Swedish Artists Exhibited in New York

Björn Kjelltoft, Sigrid Sandström, Susanne Brännström and Peter Köhler are among several prominent Swedish artists with shows in New York galleries this season.

Björn Kjelltoft participates in a joint exhibition with U.S. artist Shana Moulton at The Center Gallery at Fordham University from November 20 to December 20.  Their exhibition Star Systems brings together two artists whose art making encompasses video, sculpture, and performance to playfully interrogate the construction of identity, aesthetics and taste, and the interplay between high and low cultural forms. Kjelltoft creates an ongoing sculptural project in which he collects children’s clothing items, combines ready-made objects with hand-stitched letterman-style decals, and names them according to their resemblances to celebrities from cinema history.

Susann Brännström and Peter Köhler both belong to an international group of artists calling themselves the Verus Painters, who approach painting as a laboratory where experiments are conducted.  Their work is exhibited at Tobey Fine Arts through December 22. Brännström’s works synthesize abstract painting with Surrealist motifs. Her paintings deal with formal issues while also being loaded with psychological content, and make use of a simple construct where color, form and composition become their three most important elements.  Köhler invites the viewer into a world immersed in folklore yet rich in contemporary awareness. His paintings freely cross the line between abstraction and figuration, giving credence to psychological states, physical realities, universal ironies and the brutal yet comic nature of the world around us.

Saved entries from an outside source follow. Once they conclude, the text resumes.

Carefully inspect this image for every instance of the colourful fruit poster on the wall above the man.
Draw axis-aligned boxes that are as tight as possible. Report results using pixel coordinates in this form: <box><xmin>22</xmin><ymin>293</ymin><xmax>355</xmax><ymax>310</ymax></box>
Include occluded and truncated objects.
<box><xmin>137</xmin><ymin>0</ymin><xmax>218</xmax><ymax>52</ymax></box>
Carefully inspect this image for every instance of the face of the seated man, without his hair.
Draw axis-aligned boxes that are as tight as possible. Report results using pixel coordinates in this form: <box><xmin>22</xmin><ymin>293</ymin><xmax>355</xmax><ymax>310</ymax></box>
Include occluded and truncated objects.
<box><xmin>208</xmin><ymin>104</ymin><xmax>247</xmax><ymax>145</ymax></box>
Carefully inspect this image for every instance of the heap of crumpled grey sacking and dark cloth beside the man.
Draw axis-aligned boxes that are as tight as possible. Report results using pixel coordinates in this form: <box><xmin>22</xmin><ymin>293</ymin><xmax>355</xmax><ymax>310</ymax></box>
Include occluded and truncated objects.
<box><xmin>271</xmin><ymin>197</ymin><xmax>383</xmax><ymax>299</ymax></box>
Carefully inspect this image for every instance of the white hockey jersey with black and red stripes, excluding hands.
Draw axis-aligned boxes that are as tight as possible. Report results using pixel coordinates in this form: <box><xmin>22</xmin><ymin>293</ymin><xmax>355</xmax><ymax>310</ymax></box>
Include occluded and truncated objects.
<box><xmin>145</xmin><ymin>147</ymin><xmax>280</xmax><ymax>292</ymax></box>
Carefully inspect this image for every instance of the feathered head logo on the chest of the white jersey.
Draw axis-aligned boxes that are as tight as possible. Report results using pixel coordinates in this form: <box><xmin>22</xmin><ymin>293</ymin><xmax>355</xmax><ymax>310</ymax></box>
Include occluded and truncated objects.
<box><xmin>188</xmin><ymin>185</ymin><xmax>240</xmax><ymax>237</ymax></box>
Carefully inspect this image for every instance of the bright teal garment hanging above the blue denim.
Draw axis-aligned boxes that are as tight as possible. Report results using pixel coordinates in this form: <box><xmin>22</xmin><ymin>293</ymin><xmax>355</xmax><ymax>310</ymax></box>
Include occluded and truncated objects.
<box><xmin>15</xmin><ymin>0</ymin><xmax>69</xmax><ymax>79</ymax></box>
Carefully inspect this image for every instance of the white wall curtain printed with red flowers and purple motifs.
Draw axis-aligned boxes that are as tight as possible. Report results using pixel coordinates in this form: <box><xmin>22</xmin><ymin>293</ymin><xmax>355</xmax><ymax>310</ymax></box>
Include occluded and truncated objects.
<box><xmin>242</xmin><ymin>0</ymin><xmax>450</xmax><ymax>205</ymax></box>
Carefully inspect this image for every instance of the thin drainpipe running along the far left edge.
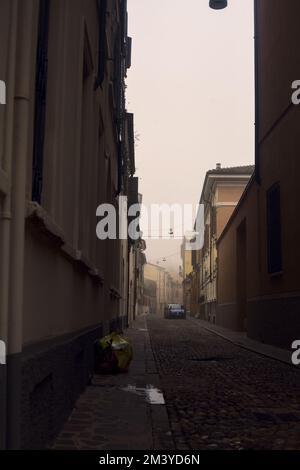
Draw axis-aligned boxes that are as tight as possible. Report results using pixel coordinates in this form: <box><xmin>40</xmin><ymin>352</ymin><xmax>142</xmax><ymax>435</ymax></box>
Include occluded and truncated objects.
<box><xmin>0</xmin><ymin>0</ymin><xmax>18</xmax><ymax>449</ymax></box>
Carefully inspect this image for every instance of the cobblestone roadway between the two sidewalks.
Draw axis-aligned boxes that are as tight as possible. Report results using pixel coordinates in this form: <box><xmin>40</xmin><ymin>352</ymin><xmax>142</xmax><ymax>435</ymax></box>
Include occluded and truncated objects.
<box><xmin>148</xmin><ymin>318</ymin><xmax>300</xmax><ymax>450</ymax></box>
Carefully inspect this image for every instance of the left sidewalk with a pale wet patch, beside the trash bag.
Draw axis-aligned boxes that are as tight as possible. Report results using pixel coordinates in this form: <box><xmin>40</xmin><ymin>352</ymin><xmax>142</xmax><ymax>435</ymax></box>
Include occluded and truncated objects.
<box><xmin>53</xmin><ymin>317</ymin><xmax>174</xmax><ymax>450</ymax></box>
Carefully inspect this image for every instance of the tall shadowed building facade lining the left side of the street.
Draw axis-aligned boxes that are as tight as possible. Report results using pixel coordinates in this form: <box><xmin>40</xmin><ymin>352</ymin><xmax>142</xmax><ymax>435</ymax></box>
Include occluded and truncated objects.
<box><xmin>0</xmin><ymin>0</ymin><xmax>134</xmax><ymax>449</ymax></box>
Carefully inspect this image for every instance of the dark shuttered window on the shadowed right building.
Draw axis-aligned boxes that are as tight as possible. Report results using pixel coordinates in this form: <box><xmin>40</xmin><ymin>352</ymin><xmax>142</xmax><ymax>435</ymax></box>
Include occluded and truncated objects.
<box><xmin>267</xmin><ymin>183</ymin><xmax>282</xmax><ymax>274</ymax></box>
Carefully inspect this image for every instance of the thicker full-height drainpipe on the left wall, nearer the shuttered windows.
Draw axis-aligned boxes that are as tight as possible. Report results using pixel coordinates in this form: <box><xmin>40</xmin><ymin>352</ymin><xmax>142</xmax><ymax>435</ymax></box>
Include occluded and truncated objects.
<box><xmin>7</xmin><ymin>0</ymin><xmax>38</xmax><ymax>449</ymax></box>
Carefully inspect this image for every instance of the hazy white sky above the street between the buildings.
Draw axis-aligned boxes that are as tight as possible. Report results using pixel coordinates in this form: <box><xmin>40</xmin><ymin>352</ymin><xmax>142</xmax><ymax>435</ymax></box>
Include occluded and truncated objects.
<box><xmin>127</xmin><ymin>0</ymin><xmax>254</xmax><ymax>276</ymax></box>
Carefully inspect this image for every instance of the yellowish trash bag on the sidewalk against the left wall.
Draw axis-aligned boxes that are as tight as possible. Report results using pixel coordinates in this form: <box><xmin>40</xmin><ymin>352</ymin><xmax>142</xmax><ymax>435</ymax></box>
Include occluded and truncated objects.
<box><xmin>95</xmin><ymin>332</ymin><xmax>133</xmax><ymax>374</ymax></box>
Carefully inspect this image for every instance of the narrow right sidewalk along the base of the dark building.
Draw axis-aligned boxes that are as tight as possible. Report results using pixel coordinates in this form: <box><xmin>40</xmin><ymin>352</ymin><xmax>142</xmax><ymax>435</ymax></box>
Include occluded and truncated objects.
<box><xmin>189</xmin><ymin>317</ymin><xmax>294</xmax><ymax>367</ymax></box>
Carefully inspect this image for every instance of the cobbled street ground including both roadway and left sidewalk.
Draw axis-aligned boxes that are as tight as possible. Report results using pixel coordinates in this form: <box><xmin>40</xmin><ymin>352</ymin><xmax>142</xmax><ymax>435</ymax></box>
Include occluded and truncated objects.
<box><xmin>54</xmin><ymin>317</ymin><xmax>300</xmax><ymax>450</ymax></box>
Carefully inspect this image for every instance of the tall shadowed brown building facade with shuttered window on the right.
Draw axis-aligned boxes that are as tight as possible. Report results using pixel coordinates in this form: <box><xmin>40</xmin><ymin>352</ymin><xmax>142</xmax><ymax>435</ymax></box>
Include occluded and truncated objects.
<box><xmin>217</xmin><ymin>0</ymin><xmax>300</xmax><ymax>349</ymax></box>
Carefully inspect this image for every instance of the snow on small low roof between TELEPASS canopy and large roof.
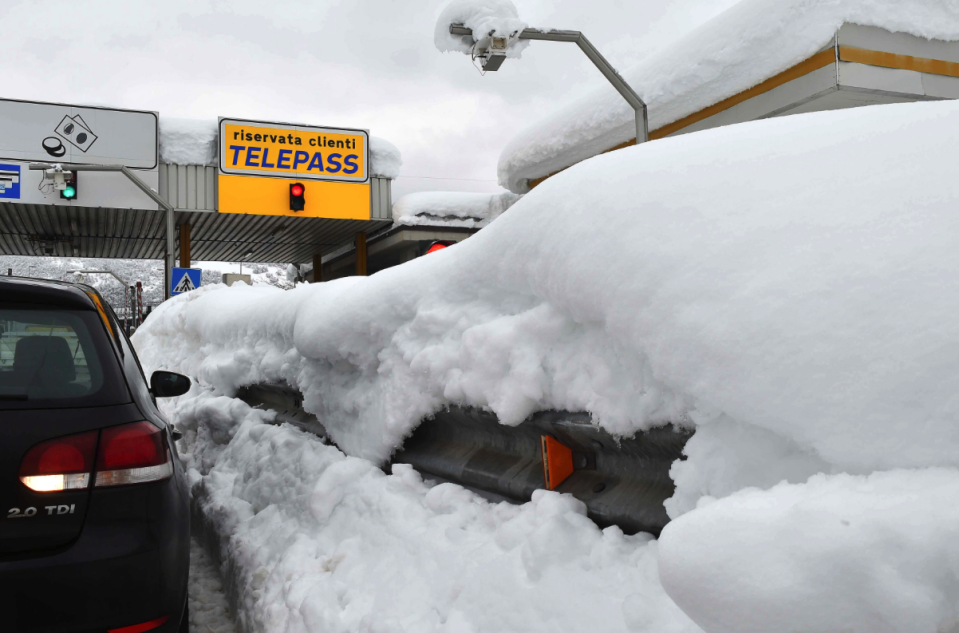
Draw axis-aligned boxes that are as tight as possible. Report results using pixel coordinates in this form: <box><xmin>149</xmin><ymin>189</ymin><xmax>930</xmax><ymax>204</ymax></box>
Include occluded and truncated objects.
<box><xmin>393</xmin><ymin>191</ymin><xmax>522</xmax><ymax>228</ymax></box>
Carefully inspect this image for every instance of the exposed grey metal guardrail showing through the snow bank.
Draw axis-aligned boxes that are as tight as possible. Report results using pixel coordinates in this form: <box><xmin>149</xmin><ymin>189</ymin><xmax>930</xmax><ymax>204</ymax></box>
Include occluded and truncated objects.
<box><xmin>238</xmin><ymin>385</ymin><xmax>692</xmax><ymax>535</ymax></box>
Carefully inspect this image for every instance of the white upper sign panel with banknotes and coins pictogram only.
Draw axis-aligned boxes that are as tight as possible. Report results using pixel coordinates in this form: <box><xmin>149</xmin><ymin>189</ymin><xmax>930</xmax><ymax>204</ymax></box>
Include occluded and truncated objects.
<box><xmin>0</xmin><ymin>99</ymin><xmax>158</xmax><ymax>169</ymax></box>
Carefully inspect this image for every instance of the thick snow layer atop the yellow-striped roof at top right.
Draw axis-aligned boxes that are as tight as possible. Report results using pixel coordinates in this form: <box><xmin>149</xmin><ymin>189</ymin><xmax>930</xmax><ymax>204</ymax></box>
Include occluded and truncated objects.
<box><xmin>498</xmin><ymin>0</ymin><xmax>959</xmax><ymax>193</ymax></box>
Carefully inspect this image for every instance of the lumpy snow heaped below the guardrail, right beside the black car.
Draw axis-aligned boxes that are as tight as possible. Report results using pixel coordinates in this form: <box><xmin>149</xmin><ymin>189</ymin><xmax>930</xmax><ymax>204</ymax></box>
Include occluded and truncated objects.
<box><xmin>173</xmin><ymin>393</ymin><xmax>699</xmax><ymax>633</ymax></box>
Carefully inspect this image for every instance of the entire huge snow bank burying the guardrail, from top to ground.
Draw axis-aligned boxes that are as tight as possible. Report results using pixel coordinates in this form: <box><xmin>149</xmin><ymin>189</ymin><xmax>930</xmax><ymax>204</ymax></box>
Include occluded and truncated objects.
<box><xmin>136</xmin><ymin>97</ymin><xmax>959</xmax><ymax>631</ymax></box>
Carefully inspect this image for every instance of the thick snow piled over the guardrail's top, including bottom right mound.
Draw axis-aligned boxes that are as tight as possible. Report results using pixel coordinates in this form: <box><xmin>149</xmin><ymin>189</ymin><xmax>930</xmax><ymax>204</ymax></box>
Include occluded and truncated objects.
<box><xmin>136</xmin><ymin>102</ymin><xmax>959</xmax><ymax>631</ymax></box>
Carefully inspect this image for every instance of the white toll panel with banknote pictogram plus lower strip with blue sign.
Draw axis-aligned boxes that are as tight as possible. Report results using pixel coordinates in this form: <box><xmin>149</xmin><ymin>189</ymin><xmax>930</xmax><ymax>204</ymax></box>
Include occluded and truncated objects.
<box><xmin>0</xmin><ymin>99</ymin><xmax>159</xmax><ymax>210</ymax></box>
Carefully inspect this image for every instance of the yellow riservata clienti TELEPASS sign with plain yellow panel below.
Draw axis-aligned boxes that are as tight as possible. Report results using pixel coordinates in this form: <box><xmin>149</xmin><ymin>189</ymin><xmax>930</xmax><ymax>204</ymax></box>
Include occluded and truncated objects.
<box><xmin>217</xmin><ymin>118</ymin><xmax>371</xmax><ymax>220</ymax></box>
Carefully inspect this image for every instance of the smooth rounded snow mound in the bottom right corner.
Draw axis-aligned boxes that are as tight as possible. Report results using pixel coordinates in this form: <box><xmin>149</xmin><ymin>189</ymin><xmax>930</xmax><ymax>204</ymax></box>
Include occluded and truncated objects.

Recent paintings by Sigrid Sandström are exhibited at Edward Thorp Gallery in Chelsea through January 12.  In depictions of icy landscapes, unpopulated northern seascapes, flows and glaciers, Sandström gives form to the romantic impulse of spaces that define our boundaries and imaginations, yet imposes her own definitions of physical and emotional experience through disruptive color and geometric invention.  Ice caps become exploding shards of abstraction, with punctuations of bright color envisioned as sound-like, clarion moments in time and space, a sculptural element in a misty world of drifting and dissolving forms.

In addition, Swedish artist Malin Abrahamsson has been awarded an MTA Arts for Transit commission to be installed at the LIRR station in Valley Stream, Long Island, in the spring of 2008.  Abrahamsson's project will consist of two large-scale mosaic wall installations, a long mosaic banding decoration inside the platform waiting room, and a large terrazzo floor medallion.  She is represented by Sara Nightingale Gallery.